Na verdade, pelo menos no que se refere às responsabilidades das duas casas do Congresso, a Constituição define claramente o rito de impeachment; e mais, explicita um procedimento bastante equilibrado, com a distribuição entre o que admite a acusação (Câmara de Deputados) e aquele que julga (Senado). A Câmara decide por larga maioria se é cabível a abertura de um processo de impeachment mas remete para o Senado a prerrogativa de julgamento final. Que, evidentemente, terá que instaurar o processo e, portanto, levar a votação para o plenário, votação esta que terá que ser decidida também por 2/3 dos senadores. A divisão de papéis assegura um perfeito equilíbrio do processo.

Além destes aspectos do artigo 86, quando trata das responsabilidades da Câmara de Deputados e do Senado, a Constituição diz com todas as letras no Art. 51 da Seção III que “compete privativamente à Câmara dos Deputados (parágrafo I) autorizar, por dois terços de seus membros, a instauração de processo contra o Presidente e o Vice-presidente da República e os Ministros de Estado”. Sendo uma decisão privativa, não pode ser rejeitada, ignorada ou arquivada pelo Senado.
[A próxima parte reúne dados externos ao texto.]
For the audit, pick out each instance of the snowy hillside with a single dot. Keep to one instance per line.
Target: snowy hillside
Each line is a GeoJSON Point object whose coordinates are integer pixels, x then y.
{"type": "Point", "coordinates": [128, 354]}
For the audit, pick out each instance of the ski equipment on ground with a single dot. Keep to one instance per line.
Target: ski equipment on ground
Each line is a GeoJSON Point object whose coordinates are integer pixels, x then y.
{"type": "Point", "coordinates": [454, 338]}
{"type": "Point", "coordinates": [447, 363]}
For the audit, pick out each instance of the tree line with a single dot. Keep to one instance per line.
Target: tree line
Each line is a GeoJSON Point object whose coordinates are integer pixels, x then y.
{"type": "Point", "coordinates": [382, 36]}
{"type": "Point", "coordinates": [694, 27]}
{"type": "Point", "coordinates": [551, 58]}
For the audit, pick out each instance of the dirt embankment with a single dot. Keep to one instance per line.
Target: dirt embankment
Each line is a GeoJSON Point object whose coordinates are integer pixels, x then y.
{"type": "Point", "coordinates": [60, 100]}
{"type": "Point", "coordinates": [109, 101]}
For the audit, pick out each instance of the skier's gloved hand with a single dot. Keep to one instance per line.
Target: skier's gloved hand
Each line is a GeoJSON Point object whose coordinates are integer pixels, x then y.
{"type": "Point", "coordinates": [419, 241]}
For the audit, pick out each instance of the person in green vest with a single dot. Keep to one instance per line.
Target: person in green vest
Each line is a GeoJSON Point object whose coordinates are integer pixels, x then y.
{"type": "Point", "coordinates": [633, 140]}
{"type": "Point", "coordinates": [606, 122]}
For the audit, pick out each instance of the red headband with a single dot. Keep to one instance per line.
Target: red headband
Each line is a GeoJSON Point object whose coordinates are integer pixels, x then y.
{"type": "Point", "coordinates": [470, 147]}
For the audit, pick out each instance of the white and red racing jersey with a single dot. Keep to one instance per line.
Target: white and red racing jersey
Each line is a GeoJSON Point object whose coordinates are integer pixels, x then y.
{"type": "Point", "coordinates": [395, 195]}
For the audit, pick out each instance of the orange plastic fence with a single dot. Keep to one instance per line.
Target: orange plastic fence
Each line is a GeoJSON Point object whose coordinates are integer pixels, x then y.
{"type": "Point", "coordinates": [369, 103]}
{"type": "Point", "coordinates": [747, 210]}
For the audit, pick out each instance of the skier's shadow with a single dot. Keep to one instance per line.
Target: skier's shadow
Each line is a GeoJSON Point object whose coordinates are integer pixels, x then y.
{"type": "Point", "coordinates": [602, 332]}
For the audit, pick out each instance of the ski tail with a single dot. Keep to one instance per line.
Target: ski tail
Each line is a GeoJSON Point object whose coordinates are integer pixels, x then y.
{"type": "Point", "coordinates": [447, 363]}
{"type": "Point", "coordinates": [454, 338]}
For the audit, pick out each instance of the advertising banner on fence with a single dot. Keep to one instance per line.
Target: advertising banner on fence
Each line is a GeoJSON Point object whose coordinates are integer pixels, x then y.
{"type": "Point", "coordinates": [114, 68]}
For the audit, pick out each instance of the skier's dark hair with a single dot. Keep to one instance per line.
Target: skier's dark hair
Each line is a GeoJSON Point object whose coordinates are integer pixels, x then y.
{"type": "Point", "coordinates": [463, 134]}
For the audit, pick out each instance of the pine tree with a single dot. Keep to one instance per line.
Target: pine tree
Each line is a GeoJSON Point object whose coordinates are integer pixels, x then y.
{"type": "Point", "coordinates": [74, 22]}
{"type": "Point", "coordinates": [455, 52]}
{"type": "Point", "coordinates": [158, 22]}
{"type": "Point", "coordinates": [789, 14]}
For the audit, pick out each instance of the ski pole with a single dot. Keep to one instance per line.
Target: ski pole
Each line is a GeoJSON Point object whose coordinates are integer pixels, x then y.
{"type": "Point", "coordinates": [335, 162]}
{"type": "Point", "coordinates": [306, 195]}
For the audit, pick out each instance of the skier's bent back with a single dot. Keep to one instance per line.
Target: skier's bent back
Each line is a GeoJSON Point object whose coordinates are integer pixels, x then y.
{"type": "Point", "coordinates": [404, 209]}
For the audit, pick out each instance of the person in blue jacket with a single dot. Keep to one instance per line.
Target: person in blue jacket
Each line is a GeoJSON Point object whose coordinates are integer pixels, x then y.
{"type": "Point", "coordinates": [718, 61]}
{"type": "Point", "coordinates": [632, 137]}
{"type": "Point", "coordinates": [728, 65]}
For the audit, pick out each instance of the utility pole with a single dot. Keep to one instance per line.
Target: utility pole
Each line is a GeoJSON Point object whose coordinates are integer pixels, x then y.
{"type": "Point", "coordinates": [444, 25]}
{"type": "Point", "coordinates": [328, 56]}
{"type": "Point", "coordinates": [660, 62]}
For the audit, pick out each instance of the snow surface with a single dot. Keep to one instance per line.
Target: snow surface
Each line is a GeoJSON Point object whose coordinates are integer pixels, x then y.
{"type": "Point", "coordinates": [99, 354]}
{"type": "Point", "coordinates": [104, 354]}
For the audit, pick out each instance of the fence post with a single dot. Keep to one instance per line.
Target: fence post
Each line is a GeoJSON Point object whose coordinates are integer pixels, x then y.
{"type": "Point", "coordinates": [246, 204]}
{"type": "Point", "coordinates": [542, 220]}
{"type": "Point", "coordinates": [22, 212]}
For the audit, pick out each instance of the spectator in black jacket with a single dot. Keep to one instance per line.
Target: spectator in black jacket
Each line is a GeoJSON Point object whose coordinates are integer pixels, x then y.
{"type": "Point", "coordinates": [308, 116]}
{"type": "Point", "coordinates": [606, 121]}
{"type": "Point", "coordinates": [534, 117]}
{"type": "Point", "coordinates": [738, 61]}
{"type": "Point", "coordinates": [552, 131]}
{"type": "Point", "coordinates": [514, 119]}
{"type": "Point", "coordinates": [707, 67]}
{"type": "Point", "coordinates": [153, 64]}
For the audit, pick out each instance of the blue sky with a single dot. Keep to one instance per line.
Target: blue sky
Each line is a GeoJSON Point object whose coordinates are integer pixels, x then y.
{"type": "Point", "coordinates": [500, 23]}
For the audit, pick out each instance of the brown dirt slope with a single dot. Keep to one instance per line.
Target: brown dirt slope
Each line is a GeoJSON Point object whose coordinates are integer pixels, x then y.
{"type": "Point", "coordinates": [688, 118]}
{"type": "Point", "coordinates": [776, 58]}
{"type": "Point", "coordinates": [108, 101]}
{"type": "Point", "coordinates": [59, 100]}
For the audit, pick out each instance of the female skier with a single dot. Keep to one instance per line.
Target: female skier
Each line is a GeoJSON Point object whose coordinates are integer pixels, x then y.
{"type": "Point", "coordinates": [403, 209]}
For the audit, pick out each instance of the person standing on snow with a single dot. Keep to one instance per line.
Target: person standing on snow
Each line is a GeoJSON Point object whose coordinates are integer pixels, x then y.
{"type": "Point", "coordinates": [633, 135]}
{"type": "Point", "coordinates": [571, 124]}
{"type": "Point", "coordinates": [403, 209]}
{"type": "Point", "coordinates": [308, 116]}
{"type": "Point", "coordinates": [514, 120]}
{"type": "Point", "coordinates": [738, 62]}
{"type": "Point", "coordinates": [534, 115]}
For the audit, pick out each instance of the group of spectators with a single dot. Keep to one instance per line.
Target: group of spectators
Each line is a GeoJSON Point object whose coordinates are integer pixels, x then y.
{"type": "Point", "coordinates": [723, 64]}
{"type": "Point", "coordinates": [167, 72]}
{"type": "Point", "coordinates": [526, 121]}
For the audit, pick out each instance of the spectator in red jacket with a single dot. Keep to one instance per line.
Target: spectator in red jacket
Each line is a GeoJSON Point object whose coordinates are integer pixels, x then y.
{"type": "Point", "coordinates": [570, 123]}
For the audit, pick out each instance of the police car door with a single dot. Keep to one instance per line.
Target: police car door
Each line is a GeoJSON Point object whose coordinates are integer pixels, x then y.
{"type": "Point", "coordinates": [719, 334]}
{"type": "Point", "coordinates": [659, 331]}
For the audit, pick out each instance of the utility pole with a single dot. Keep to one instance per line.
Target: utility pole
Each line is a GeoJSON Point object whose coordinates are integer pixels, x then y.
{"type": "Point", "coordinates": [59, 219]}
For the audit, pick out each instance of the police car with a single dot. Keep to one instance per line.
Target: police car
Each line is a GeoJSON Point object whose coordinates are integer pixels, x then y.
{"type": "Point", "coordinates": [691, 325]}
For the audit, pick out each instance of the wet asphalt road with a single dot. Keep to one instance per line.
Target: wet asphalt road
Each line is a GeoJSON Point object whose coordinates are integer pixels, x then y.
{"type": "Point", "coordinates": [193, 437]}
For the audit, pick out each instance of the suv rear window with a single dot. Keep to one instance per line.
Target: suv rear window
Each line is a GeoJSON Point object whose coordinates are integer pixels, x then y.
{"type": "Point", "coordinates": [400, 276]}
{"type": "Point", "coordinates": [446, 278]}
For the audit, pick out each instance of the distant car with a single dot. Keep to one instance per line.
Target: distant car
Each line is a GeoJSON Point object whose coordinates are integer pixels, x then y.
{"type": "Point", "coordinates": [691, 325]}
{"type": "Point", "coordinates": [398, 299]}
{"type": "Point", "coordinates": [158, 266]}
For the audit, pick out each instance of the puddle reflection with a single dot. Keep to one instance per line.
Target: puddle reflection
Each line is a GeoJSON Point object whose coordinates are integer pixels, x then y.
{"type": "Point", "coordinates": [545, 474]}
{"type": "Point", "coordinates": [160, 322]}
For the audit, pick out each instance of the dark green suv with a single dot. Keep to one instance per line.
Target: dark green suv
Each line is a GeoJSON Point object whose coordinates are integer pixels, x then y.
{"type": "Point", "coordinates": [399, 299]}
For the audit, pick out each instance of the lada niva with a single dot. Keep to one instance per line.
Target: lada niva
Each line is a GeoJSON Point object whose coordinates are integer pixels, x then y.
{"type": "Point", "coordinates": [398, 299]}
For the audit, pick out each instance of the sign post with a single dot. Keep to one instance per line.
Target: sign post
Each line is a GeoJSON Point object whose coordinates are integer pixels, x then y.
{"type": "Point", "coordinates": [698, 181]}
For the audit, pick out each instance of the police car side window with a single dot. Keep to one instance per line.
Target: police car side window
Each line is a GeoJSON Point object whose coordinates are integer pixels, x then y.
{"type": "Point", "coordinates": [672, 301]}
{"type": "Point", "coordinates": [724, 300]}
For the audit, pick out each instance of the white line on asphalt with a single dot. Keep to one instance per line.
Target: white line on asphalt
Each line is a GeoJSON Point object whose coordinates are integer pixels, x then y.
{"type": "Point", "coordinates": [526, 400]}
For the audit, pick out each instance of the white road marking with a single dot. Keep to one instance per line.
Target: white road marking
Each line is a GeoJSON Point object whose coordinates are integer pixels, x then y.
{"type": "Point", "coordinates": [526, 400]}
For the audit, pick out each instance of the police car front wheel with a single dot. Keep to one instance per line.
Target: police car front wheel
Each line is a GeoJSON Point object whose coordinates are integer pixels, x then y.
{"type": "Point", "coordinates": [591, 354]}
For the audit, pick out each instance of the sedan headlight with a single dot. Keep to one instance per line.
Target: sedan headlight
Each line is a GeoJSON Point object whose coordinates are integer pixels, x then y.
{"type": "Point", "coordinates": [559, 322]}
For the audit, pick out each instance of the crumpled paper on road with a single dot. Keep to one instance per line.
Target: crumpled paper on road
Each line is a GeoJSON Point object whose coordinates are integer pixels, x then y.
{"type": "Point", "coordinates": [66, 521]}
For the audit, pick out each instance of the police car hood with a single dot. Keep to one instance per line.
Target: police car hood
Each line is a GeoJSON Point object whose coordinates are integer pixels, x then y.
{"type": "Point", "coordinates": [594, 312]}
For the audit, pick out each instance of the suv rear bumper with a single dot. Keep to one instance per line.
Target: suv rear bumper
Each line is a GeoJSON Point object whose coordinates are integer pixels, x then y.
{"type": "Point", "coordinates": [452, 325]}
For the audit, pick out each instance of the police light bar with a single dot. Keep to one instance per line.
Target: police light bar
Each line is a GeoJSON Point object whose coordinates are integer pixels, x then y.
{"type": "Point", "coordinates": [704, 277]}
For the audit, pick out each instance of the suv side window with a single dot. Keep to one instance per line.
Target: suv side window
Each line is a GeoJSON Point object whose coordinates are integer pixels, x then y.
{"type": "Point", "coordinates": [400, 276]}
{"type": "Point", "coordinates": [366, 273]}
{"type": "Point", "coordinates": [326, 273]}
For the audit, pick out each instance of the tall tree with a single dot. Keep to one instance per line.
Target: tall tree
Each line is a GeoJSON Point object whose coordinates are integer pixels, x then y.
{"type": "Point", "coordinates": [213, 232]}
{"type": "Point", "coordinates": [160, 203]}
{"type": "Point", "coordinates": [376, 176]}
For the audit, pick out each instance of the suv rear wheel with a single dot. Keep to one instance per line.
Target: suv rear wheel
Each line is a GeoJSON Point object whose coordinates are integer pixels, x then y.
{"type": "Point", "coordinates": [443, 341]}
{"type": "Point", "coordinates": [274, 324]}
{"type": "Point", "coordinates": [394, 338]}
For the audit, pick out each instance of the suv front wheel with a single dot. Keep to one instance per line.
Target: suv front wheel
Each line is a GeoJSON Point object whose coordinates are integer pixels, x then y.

Se li a mesma Constituição que o STF, com os artigos apresentados acima, parece muito estranho o voto da maioria dos ilustres ministros da suprema corte em relação às responsabilidades da Câmara e do Senado no processo de impeachment. Eles devem estar certos. Mas, fica uma dúvida: quem avalia o julgamento do STF?


¹ Esta versão corrige o texto anterior com referência feita, incorretamente, a poderes concedidos ao Presidente do Senado, como foi advertido pelo comentário do leitor Gerbasi. A correção não altera, contudo, a essência do argumento.